Five months ahead of the election, Shapiro has a few political advantages over Mastriano. For one, he has been running unopposed — and raising millions in campaign contributions — since last fall, while Mastriano was embroiled in a competitive, crowded primary race until last month.
After Mastriano secured the nomination over other candidates seen as less conservative, Larry Sabato, director of the Center for Politics at the University of Virginia, updated his prediction for the gubernatorial race in Pennsylvania from “toss up” to “leans D.”

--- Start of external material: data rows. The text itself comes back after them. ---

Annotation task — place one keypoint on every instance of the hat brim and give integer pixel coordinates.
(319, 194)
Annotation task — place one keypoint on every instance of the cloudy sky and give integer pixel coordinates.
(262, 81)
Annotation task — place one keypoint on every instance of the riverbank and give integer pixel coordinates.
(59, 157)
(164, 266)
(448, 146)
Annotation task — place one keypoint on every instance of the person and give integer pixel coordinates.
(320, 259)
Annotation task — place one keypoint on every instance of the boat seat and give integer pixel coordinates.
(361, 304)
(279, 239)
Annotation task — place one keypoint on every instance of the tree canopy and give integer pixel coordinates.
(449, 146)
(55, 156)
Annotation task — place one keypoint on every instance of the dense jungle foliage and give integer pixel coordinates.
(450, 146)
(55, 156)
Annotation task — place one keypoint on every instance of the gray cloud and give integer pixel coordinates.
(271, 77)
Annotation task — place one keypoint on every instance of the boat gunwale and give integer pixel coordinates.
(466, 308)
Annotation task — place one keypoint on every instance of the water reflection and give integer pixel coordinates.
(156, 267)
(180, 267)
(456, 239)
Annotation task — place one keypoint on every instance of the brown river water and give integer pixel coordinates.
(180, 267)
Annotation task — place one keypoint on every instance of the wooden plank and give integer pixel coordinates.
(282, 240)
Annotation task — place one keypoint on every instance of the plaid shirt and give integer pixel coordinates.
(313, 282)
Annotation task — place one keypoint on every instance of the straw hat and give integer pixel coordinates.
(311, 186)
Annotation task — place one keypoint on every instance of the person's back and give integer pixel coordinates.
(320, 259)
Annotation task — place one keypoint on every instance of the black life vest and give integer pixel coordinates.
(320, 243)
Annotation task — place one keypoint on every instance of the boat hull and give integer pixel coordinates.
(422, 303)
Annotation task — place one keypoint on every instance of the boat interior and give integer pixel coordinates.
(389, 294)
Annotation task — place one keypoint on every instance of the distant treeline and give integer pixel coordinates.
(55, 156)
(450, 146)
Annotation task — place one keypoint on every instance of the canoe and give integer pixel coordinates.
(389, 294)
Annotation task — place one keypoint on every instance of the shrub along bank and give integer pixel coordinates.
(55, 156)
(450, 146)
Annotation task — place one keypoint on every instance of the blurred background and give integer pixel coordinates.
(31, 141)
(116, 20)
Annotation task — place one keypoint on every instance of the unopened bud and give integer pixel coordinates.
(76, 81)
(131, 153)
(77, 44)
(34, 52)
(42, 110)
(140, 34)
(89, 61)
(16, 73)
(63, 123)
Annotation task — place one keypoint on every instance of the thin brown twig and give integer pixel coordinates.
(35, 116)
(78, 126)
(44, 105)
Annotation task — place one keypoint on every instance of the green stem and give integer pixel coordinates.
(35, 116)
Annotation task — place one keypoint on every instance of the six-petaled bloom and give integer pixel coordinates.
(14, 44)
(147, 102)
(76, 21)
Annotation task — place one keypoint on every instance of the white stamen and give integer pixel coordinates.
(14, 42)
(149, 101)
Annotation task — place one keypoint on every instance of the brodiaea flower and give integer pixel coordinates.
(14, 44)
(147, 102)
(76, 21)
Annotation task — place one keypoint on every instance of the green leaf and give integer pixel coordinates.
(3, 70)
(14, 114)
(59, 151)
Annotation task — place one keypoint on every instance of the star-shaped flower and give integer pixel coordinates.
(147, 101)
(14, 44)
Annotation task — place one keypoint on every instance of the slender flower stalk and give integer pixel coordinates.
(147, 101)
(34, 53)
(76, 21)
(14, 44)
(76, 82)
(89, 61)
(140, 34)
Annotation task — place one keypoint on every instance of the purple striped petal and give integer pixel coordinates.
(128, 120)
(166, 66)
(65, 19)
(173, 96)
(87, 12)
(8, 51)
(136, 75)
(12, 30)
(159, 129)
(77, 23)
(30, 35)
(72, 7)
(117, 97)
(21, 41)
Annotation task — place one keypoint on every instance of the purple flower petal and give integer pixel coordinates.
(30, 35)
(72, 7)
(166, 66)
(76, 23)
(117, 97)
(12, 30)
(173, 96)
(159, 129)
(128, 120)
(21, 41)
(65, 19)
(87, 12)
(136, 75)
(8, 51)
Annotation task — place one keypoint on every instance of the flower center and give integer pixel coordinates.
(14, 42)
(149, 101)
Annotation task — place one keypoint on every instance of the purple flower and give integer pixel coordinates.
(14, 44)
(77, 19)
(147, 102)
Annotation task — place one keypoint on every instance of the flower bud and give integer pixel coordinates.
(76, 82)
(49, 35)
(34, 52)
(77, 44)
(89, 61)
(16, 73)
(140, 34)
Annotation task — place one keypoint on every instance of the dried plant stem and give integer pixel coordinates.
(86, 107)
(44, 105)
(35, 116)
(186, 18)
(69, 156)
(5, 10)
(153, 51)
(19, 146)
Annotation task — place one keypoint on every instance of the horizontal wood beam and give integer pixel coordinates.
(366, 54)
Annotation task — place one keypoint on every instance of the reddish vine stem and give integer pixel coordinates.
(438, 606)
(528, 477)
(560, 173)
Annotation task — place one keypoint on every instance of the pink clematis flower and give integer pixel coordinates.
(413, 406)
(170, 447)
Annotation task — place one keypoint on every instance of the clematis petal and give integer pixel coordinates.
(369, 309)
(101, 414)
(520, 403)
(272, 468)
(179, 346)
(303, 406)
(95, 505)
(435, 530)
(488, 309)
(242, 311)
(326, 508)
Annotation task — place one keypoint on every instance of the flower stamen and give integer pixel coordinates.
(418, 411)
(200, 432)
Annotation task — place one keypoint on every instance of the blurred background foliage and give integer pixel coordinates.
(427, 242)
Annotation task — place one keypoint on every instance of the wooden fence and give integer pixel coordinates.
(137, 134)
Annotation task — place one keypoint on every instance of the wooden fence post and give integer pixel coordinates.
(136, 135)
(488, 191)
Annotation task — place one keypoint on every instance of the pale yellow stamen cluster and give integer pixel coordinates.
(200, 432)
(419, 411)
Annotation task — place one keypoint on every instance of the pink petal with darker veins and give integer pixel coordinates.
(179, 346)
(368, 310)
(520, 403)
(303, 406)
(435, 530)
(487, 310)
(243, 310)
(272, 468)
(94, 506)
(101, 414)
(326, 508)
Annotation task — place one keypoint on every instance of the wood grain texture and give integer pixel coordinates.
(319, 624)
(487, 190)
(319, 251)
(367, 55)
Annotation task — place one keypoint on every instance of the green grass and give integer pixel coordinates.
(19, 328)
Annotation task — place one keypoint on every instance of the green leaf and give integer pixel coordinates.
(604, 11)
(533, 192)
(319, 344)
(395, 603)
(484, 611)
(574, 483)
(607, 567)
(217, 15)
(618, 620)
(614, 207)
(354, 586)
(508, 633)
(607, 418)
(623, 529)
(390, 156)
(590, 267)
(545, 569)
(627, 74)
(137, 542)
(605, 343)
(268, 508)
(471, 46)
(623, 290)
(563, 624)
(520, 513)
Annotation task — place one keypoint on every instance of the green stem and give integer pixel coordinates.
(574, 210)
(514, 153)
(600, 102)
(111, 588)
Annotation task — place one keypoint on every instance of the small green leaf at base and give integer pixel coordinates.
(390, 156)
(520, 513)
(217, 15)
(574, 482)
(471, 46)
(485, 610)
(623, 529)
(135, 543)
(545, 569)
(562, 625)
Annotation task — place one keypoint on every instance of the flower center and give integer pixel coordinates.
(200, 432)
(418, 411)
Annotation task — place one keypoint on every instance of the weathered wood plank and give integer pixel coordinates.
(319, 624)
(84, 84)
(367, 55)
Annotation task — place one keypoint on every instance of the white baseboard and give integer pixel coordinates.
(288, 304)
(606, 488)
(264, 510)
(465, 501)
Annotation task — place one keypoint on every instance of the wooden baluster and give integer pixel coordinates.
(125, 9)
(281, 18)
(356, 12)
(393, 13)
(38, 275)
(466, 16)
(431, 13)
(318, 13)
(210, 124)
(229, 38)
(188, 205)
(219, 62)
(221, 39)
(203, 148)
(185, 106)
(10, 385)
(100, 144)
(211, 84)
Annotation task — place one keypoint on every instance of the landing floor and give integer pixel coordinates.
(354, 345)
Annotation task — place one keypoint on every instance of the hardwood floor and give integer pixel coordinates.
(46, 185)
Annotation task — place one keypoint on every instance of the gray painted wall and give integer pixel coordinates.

Ball of the Washington County Republican Party said the election’s result will partly depend on how effectively Pennsylvania Republicans coalesce around Mastriano. As of 2020, there were more than 600,000 more registered Democrats than Republicans in the state, according to statistics from the Pennsylvania Department of State.
“It’s going to take every Republican to come out and vote, plus gathering independents and some of the swing Democrats, to defeat Shapiro. That’s a political reality,” Ball said.